Most of the websites I build are simple, static, multi-page informational websites. I don't want to have to host a full backend, and I generally want to avoid JavaScript, so I have to choose between writing a lot of HTML by hand or using a static site generator (SSG). Using a static site generator seems like the obvious choice, but I've generally been unhappy with them (until now ;).
The Story
Skip this if you just want to read about the generator I wroteThere are tons of static site generators around; Jekyll and Hugo are some of the biggest, and the only two that I've used. Both of them make it easy to find a template, fill it with content, and not have to worry about the rest. This is the happy path, and it works really nicely for most people, including me in many cases. However, there were always cases where readily available themes didn't work for me. For example, my tutoring business's website needed a few custom, non-blog pages with a consistent header and footer, but it still had to look unique. SEO was also really important for it. I could've created a custom Jekyll/Hugo theme, but that comes with a learning curve, and honestly I've been scared away by the documentation every time. Why would I spend the time learning all of that when I could just write the HTML by hand and use some basic scripts to get consistent headers and footers?
To start with, I did exactly that. I wrote a header.html
, footer.html
, and a Python
script to pre/append them to every page and make some convenient text variable substitutions
along the way. It was only around 50 lines long, and I called it cat.py
.
It worked pretty well for a while, but, as you might expect, it didn't quite scale. As the site got more and more pages with different quirks, the file kept growing in length and complexity. I'm still using it, but it kind of sucks. At some point, I realized that a good portion of the features I was implementing were already part of Flask.
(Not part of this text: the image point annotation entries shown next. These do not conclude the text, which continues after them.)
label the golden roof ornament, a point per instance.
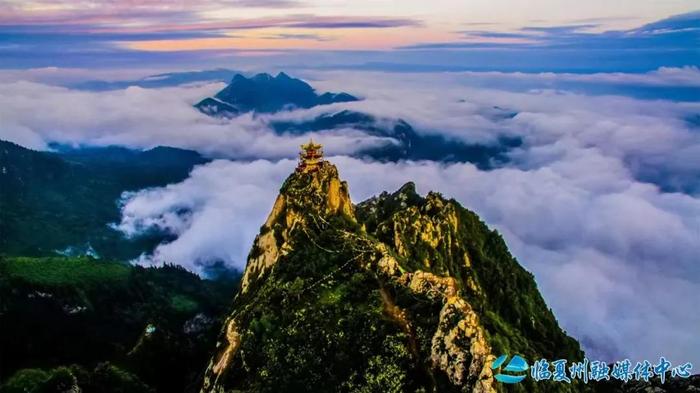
(310, 157)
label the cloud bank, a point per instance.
(616, 259)
(600, 201)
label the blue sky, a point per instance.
(543, 35)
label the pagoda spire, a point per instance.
(310, 157)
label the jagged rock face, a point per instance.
(320, 192)
(392, 295)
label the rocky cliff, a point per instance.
(399, 293)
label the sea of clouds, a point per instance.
(601, 202)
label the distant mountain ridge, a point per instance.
(264, 93)
(63, 201)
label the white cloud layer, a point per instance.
(615, 258)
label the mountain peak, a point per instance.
(411, 291)
(309, 195)
(266, 94)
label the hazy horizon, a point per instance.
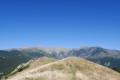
(64, 23)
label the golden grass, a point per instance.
(71, 68)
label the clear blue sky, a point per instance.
(61, 23)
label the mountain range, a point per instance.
(11, 58)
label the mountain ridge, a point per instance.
(105, 57)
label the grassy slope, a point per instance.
(71, 68)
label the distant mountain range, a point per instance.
(10, 59)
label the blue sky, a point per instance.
(61, 23)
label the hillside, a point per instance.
(71, 68)
(10, 59)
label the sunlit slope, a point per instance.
(71, 68)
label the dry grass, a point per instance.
(71, 68)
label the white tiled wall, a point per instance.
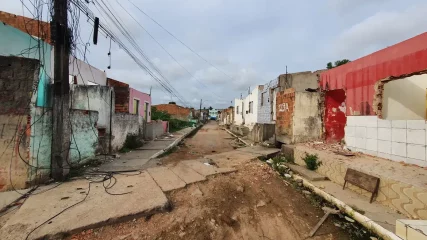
(398, 140)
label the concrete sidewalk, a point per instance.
(89, 203)
(140, 158)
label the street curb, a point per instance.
(234, 135)
(360, 218)
(174, 143)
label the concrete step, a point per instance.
(411, 229)
(188, 175)
(306, 173)
(206, 170)
(166, 179)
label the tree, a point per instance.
(329, 65)
(159, 115)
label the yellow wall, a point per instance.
(405, 99)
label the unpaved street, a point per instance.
(252, 203)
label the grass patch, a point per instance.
(132, 141)
(312, 162)
(167, 152)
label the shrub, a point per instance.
(311, 160)
(132, 141)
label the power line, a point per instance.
(189, 48)
(158, 43)
(114, 37)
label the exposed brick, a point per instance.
(176, 111)
(33, 27)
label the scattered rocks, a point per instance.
(306, 192)
(197, 193)
(348, 219)
(261, 203)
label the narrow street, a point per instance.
(252, 203)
The next site I had to write with similar constraints was simple-physics.org. I got so carried away writing the generator for it that I got bored before finishing the actual site. The generator turned out really well though, and I ended up building on it for this blog site.
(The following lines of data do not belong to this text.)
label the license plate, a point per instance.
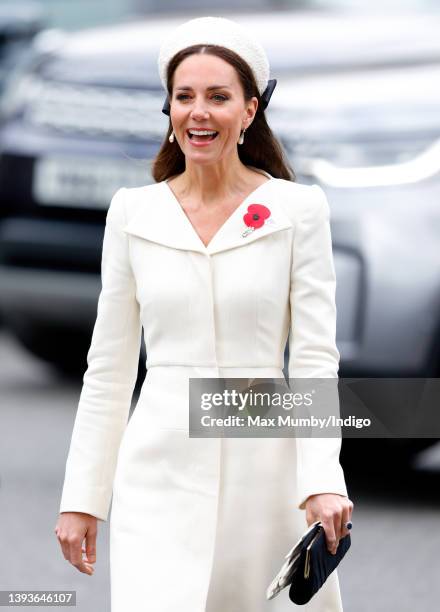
(85, 182)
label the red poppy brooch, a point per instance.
(255, 217)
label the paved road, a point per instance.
(393, 564)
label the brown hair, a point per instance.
(260, 149)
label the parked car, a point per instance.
(19, 24)
(356, 110)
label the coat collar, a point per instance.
(161, 219)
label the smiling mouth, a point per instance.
(199, 138)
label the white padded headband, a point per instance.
(216, 31)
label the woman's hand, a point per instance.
(71, 529)
(333, 511)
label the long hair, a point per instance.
(260, 149)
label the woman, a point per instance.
(203, 524)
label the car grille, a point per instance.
(97, 111)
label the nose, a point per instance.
(198, 110)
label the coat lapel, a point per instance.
(161, 219)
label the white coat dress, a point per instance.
(203, 524)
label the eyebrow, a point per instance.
(186, 87)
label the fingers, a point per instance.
(332, 533)
(71, 539)
(90, 548)
(333, 510)
(346, 516)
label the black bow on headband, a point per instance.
(265, 97)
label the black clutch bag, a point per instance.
(308, 565)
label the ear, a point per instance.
(250, 111)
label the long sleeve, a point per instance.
(109, 380)
(312, 341)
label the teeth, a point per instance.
(202, 132)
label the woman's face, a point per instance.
(207, 95)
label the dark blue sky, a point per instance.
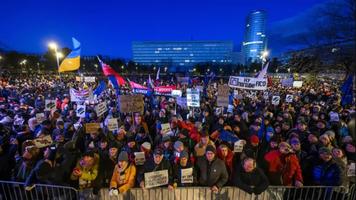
(108, 27)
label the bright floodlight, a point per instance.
(52, 45)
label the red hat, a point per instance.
(254, 139)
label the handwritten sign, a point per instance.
(187, 175)
(139, 158)
(50, 105)
(155, 179)
(92, 127)
(131, 103)
(112, 124)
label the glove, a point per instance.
(113, 192)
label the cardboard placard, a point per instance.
(155, 179)
(193, 97)
(131, 103)
(187, 175)
(43, 141)
(81, 111)
(223, 95)
(40, 117)
(275, 100)
(139, 158)
(289, 98)
(113, 124)
(101, 108)
(92, 127)
(238, 146)
(50, 105)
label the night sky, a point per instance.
(108, 27)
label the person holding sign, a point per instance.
(158, 163)
(123, 177)
(212, 170)
(184, 171)
(249, 177)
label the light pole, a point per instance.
(54, 46)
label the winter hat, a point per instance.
(324, 150)
(183, 154)
(178, 144)
(146, 145)
(123, 156)
(254, 139)
(210, 148)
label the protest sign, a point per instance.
(248, 83)
(50, 105)
(139, 158)
(89, 79)
(176, 93)
(289, 98)
(193, 97)
(223, 95)
(155, 179)
(81, 111)
(113, 124)
(40, 117)
(92, 127)
(101, 108)
(239, 146)
(131, 103)
(187, 175)
(275, 100)
(43, 141)
(165, 128)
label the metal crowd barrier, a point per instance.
(16, 190)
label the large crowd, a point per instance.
(307, 142)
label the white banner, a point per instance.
(187, 175)
(50, 105)
(101, 108)
(193, 97)
(155, 179)
(112, 124)
(248, 83)
(81, 95)
(81, 111)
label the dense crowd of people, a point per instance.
(308, 142)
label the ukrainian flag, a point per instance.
(72, 61)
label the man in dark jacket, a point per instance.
(249, 177)
(211, 170)
(158, 163)
(326, 172)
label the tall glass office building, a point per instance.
(255, 40)
(181, 53)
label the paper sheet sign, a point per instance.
(81, 111)
(275, 100)
(239, 146)
(289, 98)
(155, 179)
(50, 105)
(113, 124)
(92, 127)
(139, 158)
(40, 117)
(187, 175)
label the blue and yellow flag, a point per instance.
(72, 61)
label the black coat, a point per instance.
(250, 182)
(210, 174)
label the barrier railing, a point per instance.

After realizing that what I really wanted was to use a web microframework like Flask to write
these sorts of websites, I looked into what it would take to implement some of the more complicated
features like a nice routing interface and a function for each route. I ended up implementing a lot
of it in a web library for my own language. The language
didn't have any HTTP capabilities to start out with, so it was just a static site generator to start
with. Then, once adding HTTP support to the language, I turned it into a server library by copy-pasting
the gen_site
function at the core of the SSG.
Then, I realized I could just do the same thing in reverse to turn a good microframework into a good SSG. It seems pretty obvious in retrospect, but I hadn't seen it done before. Since then, I've learned that it has though; Frozen Flask does the same thing as far as I can tell.
The Solution
My goto language for anything web related nowadays is Elixir. It's nice to work with for a lot of reasons, including Plug, a library to "compose web applications with functions". That seems kind of vague, but I use it essentially as a nice router library that makes it really easy to write middleware.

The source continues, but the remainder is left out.